RNALocate provides brief details of search results as a table in the ‘Search Result’ page, while more detailed descriptions such as PubMed ID and description of the reference are displayed in ‘Detail’ page reached by selecting ‘more’. When selecting the specific RNA symbol in ‘Search Result’ page, the ‘Detail’ page presents more associated information of the RNA, such as organism, subcellular localization, alias, sequence, homology and validated method. More than 9200 RNAs with orthology/paralogy from miRBase and Homologene database have been provided in RNALocate for investigation on RNA subcellular localizations conservation. To further understand the interaction information between different RNAs in various types of subcellular localizations online, a ‘Network’ option has also been provided to visualize RNA interaction network with subcellular localization and organism (14,15).

In ‘Browse’ page, users can access RNALocate in three different paths: ‘By Localization’, ‘By RNA Category’ and ‘By Organism’. A treeview and figure have been displayed in the three pages, respectively. Users could get browse results by clicking the node on the tree or the associated name in the figure. For convenience, the data in RNALocate are organized using a hierarchical structure of subcellular localization, according to the cellular component annotations documented in GO (8).
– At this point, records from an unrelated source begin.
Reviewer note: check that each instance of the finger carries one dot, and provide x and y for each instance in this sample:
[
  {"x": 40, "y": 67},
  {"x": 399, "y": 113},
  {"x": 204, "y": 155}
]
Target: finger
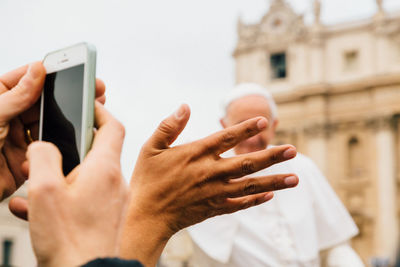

DISCUSSION AND FUTURE PROSPECTS

Several subcellular localization databases focused on proteins have been previously constructed, such as DBSubLoc, Organelle DB, eSLDB, LOCATE, SUBA, LocDB and PSORTdb databases (3,16–21). They had led to a more comprehensive understanding of the biological functions in proteins. However, recent development has indicated that protein subcellular localization are perhaps only half of the story in cells, since an expanding catalog of diverse RNAs is actively involved in multiple biological processes in different subcellular localization. To complement with this absence, we developed the RNALocate database by organizing and presenting RNA subcellular localization data for 65 organisms across 9 RNA categories. To our knowledge, this is the first database comprehensively focusing on RNA subcellular localization. We hope this resource will bridge the gap in RNAs and subcellular localization research, and stimulate further interesting elucidating the entirety of RNA subcellular localization, and developing new prediction methods. In the future, we will continuously collate RNA subcellular localization reference data and update RNALocate.